I have linked a new site in the HELPFUL LINKS section called "Dr. Housing Bubble". It is a must read on the future of the Southern California, U.S., and global housing markets. Check it out !

Anonymous said...

I am a life long Santa Monica (90402) Resident and have watched in horror as home prices have increased 300% over the last 5 years.

The question I keep asking myself is: will prices decline on the westside (and in other high barrier to entry/low supply areas) as they did in the period from 1990-1996?

There are two issues I see here:

1) Did affluent people, professionals earning $100-$500K+, take out the same kind of risky mortgages (IO, ARM, Neg-Am) to get into Santa Monica homes priced 10X their annual income, the same way that $60K households did to buy in the Inland Empire?

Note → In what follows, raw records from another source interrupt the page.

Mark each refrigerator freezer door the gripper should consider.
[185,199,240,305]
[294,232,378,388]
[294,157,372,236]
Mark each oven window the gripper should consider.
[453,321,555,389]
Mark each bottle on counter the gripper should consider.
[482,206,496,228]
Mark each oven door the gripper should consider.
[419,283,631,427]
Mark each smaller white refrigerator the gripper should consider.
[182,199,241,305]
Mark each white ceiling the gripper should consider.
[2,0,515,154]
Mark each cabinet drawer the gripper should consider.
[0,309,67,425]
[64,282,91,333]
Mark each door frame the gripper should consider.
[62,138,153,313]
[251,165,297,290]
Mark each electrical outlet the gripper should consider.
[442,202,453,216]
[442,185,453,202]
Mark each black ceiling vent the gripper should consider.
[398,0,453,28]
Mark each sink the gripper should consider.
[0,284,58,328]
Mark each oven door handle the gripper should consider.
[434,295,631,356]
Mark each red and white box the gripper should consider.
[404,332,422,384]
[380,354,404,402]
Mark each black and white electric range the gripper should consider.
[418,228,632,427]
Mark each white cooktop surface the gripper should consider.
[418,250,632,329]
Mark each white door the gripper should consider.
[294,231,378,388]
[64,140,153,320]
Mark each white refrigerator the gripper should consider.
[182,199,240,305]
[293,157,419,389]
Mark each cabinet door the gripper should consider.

2) Have the "old guard" of middle-class homeowners in Santa Monica been entirely replaced by a new class of ultra-wealthy people?

The general theme here is that I believe the top 5% of american people that own 90% of the assets in our country now exist in their own economy, an economy that has detached from the overall one that is set to suffer from the bursting of the housing bubble.

It seems clear to me that homes priced above $5 Million can only be purchased by these elite people who will remain unaffected by any general economic downturn or tightening of credit. Many of them are likely paying cash.

The grey area seems to me to be homes currently priced between $1 and $4 Million, which now makes up much of the SFR housing stock in SM.

So the two key questions to figuring out whether house prices in SM will fall are: how many folks in these houses have taken on way too much leverage and are vulnerable to rate adjustments, etc., and how many folks in these homes have livelihoods that could be vulnerable to an overall downturn in the economy?

If the people who bought in SM over the last 5-7 years are all among the plutoratic overclass, then I don't see prices falling much, even in a credit crunch/recession.

If some of them are simply "working rich" professionals, who are over-leveraged, then prices could fall significantly.

Whew! A bit long-winded, but there it is.

Any thoughts/responses?

Unknown said...

INMHO we need to look at what the BIG PICTURE is for CREDIT in the country and globally. The CRAZY CREDIT offered in the past is over. This will dramatically affect the quanity of buyers in all levels as it works its way up the housing food chain. remember, an entry level transaction can affect 2,3,4,5 or more transactions up the chain. Also People at the top (SM for example) get nervous quicker, once property values begin dropping. ESPECIALLY, if they have purchased in the 2000-2006 years. Last RE Bust, markets at the top suffered the worst, and this will be no different. Perhaps worse because, many have nothing to lose as there was minimal "ACTUAL BUYER INVESTMENT". They can simply live (rent) until the bank actually throws them out.
The RESULT is INCREASED SUPPLY and LESS DEMAND = PRICE DROP. Basic Economics 101.
Keep your eye on the "SANTA MONICA HPM/RABINDEX in this blogsite and I will be documenting price declines as they come in. Personally I believe VENICE will suffer the worst, as it is even more overvalued than Santa Monica.

Anonymous said...

Everything here is wrong. The stats are as selective and wholly misleading as Bush /Cheney's "intel" on Saddam's WMD. West Hollywood 90048? What planet is this? It's great that someone out there is choosing education over fat commissions, but how well are you educating the children if you can convince yourself of this utter insanity? Please find a more productive hobby.

Clare said...

many "owners" on the westside are in utter denial and delusional. they WILL NOT get 2004-2006 pricing period. perhaps they enjoy sitting on the market for 200+plus days without an legitimate offer. You have the working rich--the doctors, CPAs, "professionals" who have BWMs, Lexus, ranger rover, and are lving in a 1million sale price home with little to no money down, they are MERELY ONE paycheck away from destitution and financial collapse. All it takes is one illness, housing repair, job loss--and the working "rich" are SCREWED. Many of these people also have the funny money loans, pick a payment garbage. JUST YOU WAIT--2010-2011 very bumpy ride. HUGE UNEMPLOYMENT RATE, DEPRESSION IN CA. NO MORE GOVT. HAPPY TALK BIASED NONSENSE.